Mira leaned on the workbench, stared out at the village just the way he did, arms crossed, jaw set.
"KRONOS," she said.
"Level 847."
"I don't know what that means."
"It means he could kill everyone in Millhaven before breakfast and heal up before lunch."
She took that in, but her expression didn’t change. "And Drev."
"Drev." Zaren picked up the hammer, put it down. "He came around the corner gripping a pitchfork. Like that was going to matter. Like a pitchfork would solve anything. Like he’d be the one to use it." There was something stuck in his voice it almost broke, but didn’t. "He told them to get away from the grain store. The one he built. Took three harvests to fill, he said. Get away."
"And they killed him."
"They didn’t even turn all the way around."
Mira stayed quiet. Her silence was heavier than anything she could’ve said.
"There was a notification," Zaren said. "After their system acknowledged his death. Civilian NPC Drev Eliminated." He found he could say it without his voice changing, and wasn’t sure how to feel about that. "Loot: three copper and worn work gloves."
"Three copper."
"That’s what sixty-three years became."
Mira looked from the forge to the village and then back at him. "You charged that one extra, last month. The one who broke his sword on Lisse’s fence like it was the fence’s fault."

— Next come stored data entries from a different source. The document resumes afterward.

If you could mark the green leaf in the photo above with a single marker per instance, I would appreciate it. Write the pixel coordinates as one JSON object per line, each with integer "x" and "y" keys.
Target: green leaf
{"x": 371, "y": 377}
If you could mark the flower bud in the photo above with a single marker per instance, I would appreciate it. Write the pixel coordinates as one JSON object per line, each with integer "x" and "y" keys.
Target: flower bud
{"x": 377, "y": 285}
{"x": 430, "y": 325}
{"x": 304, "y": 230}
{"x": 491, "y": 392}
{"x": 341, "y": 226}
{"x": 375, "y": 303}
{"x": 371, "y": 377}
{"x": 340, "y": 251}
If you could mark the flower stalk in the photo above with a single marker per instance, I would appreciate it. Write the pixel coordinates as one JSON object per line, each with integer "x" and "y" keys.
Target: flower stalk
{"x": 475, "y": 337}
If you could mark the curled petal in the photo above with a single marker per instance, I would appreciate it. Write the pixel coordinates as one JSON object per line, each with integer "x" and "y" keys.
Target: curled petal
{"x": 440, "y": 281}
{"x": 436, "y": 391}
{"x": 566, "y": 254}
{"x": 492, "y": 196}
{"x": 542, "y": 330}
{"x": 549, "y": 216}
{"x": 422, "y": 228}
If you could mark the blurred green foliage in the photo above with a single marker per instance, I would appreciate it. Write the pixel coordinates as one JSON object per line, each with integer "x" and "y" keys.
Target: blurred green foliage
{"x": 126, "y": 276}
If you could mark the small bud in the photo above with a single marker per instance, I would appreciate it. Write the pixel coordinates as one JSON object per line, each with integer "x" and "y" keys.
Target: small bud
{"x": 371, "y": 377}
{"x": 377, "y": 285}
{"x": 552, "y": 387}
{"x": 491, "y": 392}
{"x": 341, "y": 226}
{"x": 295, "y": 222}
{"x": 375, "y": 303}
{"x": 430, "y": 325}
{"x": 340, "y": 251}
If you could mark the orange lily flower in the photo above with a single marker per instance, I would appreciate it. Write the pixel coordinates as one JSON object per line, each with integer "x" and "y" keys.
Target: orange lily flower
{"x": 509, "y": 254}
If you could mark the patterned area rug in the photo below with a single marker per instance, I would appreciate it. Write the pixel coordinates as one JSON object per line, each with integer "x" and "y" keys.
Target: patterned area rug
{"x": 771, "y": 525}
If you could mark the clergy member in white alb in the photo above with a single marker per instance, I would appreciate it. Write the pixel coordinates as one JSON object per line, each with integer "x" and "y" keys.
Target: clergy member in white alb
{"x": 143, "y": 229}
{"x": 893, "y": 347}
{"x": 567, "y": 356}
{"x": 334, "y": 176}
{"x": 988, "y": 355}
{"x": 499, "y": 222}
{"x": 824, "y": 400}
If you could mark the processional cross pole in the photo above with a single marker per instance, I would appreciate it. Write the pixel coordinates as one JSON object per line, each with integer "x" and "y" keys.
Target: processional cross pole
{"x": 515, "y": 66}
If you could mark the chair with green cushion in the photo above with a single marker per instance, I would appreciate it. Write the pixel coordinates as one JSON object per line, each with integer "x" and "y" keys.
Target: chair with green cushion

"KRONOS," Zaren said. "I charged him twelve silver for a basic blade fix."
She raised her eyebrows, a small shift, but it meant something. "Twelve?"
"Standard rate’s four."
"I know what the standard is. Did he pay?"
"He didn’t even check. Just dropped the coins, kept chatting with his friends." Zaren picked up the battered sword, turned it in his hands. "They don’t read the prices. They don’t look at us long enough to know if we’re the same blacksmith as last week or a different one. We’re background."
"And you’ve been sitting on this for how long?"
He didn’t answer.
"Zaren."
"Three weeks."
She didn’t ask what he meant, she knew when questions made things worse, not better. She tore the bread in half, handed him the bigger piece.
"Eat," she said. "You’re useless hungry."
He ate. She stuck around. The village kept waking, shutters opening, voices calling across the road, the chaos of people choosing to keep going because there wasn’t another choice. Out on the edge of his vision, forty-seven player dots moved through his world, like they owned it.
After a while, Mira left, she had things to do. But before she walked off, she touched his arm quick and gently and he understood the meaning without needing words.
He turned back to the forge.Forty-seven dots, KRONOS up in the mountains. No questline for the blacksmith, a player’s ruined sword, and a book of strange terms hidden under the floor. They thought this place belonged to them.
He raised the hammer again. The iron rang out clear and true. The sound traveled through the village, loud and bright, maybe not a promise, but close enough for now.